そうして、上司の顔を見ていて不意に思い付いたことがあった。
「あの、チーフ」
「なんだ。用が終わったならもう帰れ、そもそもお前今日は平日だろう。学校はどうした」
「サボタージュしました。一刻も早くこの決心を実行に移そうと思ったので」
「仕事復帰しても、学校はちゃんと行けよ」
「行きますよ。そうじゃなくてですね、栄さんのお墓の場所とかご存知ですか?」
「……報告にでも行きたいのか」
「はい。遅くなってしまったけど、きちんと伝えたいので」
栄さんの知り合いだという上司ならば、そのお墓の場所も当然知っているだろう、という考えだった。

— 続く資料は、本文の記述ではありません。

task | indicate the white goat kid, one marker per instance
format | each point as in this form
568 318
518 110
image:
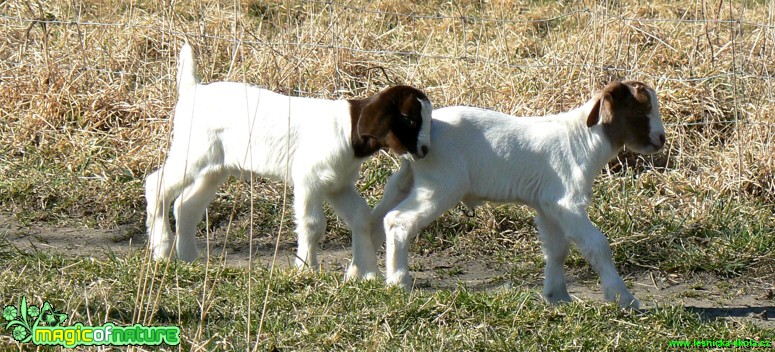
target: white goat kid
548 163
228 128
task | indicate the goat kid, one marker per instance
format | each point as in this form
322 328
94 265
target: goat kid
233 129
548 163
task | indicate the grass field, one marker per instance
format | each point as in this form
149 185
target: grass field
86 91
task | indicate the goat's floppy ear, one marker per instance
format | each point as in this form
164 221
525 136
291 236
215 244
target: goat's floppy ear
408 104
374 121
602 105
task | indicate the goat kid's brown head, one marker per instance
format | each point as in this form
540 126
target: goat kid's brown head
629 114
398 118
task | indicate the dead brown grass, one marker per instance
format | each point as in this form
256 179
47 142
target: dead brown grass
86 87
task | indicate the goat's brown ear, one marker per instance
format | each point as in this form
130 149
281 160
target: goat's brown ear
374 121
601 111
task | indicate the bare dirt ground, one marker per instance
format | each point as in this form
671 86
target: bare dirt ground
712 297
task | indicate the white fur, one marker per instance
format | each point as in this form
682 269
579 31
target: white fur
227 128
548 163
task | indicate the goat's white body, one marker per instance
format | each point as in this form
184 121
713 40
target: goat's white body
245 128
234 129
548 163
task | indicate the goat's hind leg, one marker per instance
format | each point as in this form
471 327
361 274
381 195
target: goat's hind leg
310 225
396 190
189 209
418 210
594 246
161 187
354 211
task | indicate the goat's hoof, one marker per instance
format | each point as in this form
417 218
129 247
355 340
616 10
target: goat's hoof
354 273
402 280
555 298
623 298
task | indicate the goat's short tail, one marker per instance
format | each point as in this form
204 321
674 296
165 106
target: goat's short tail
187 78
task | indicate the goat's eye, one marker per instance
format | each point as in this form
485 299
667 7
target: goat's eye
408 120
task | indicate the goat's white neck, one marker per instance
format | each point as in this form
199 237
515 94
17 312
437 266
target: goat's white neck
592 146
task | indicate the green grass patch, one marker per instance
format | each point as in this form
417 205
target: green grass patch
314 312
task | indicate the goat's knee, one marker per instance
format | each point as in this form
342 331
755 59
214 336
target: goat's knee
309 229
399 230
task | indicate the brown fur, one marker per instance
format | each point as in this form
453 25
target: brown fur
623 109
390 119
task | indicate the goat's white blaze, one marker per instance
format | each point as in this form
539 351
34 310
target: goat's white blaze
657 129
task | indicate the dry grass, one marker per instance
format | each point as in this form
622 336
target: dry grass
86 90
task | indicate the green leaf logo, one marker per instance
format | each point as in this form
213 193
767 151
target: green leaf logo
23 319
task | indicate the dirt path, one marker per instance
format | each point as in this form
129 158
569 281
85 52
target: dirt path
712 297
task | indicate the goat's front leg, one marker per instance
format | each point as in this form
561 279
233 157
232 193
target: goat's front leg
420 208
354 211
594 247
396 190
310 225
556 248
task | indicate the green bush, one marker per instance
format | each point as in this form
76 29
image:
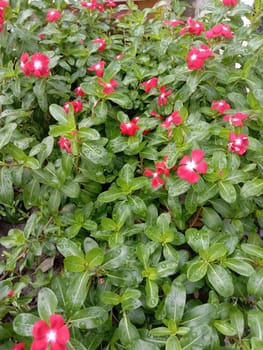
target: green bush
131 170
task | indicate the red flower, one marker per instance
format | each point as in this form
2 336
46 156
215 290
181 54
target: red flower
238 143
56 334
130 128
230 2
220 106
65 144
190 168
193 27
53 15
108 87
174 118
150 84
173 22
162 99
77 106
219 30
98 68
197 57
236 119
156 179
101 42
19 346
79 92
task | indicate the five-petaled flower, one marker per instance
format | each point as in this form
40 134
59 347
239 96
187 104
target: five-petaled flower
219 30
79 92
192 27
130 128
19 346
101 42
229 2
220 106
238 143
236 119
149 84
53 15
172 119
98 68
197 57
55 334
77 106
162 98
37 65
65 143
108 86
190 168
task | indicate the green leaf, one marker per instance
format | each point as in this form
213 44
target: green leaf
237 320
227 191
46 303
224 327
255 323
92 317
94 257
255 283
252 250
221 280
175 302
252 188
58 113
6 186
152 293
196 270
23 324
173 343
77 290
96 154
6 133
239 266
128 332
74 264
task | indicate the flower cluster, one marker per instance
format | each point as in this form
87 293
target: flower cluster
3 4
196 57
36 65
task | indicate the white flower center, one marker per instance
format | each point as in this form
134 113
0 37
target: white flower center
51 336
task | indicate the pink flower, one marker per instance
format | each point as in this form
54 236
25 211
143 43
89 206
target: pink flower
79 92
108 87
173 119
220 106
101 42
193 27
197 57
162 99
156 179
19 346
238 143
65 144
77 106
219 30
189 169
56 334
53 15
236 119
173 22
149 84
37 66
130 128
229 2
98 68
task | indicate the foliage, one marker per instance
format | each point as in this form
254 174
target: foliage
141 202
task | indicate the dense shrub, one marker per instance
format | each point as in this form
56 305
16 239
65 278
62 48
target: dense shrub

カズマくんに聞くということも考えたが、彼にその質問をするのは酷だと思ったから。
それならば、この人に聞いた方が良いだろう。
ご家族の方達も、ネットで知り合った人という紹介よりも、この人の部下という紹介の方が安心出来るだろうし。
「お前、栄さんの死について何処まで知ってる」
「亡くなった、ということしか知りません」
「そうか。栄さんが亡くなったのは、今年の7月31日、丁度ラブマシーン事件のあった日だ」
「じゃあ、ほんの1ヶ月と少し前ってことですか!?」
「そうなるな」
「……本当に、少し遅かったんですね、私」
ラブマシーン事件が無ければ、アレが表に出ることもなかった。
そうであったならば、私が進むことを決心することもなかった。
その時間はどうすることも出来ない。
いつまでたっても契機を待つばかりで、一人で決めることが出来なかった私の責任だ。
生きている間に栄さんに報告をしたかった。
もう一度、お話しをしたかった。
それでもこればかりは、悔やんでもどうにもならないことだった。
「今週の日曜が四十九日なんだが、行くか?」
「場所は、何処ですか」
「長野だ。行って挨拶をして来い。火曜日までは連休だ、泊まってくるのも良いだろう」
「チーフは行かないんですか」
「私は葬式の時に行ったからな。あそこの家族ならば、お前一人くらい快く受け入れてくれるだろう。私の名代ということで、旅費は経費で出してやる」
「有難う御座います。お言葉に甘えて、行かせて貰います」
長野県上田市、陣内家へ。
一日だけ宿泊させて貰うつもりで、荷物を持って向かった。
ご家族の方から、栄さんの話が聞ければ良いとそう思いながら。
そこで、予期せぬ人物達に出会うことになるとは、思いもせずに。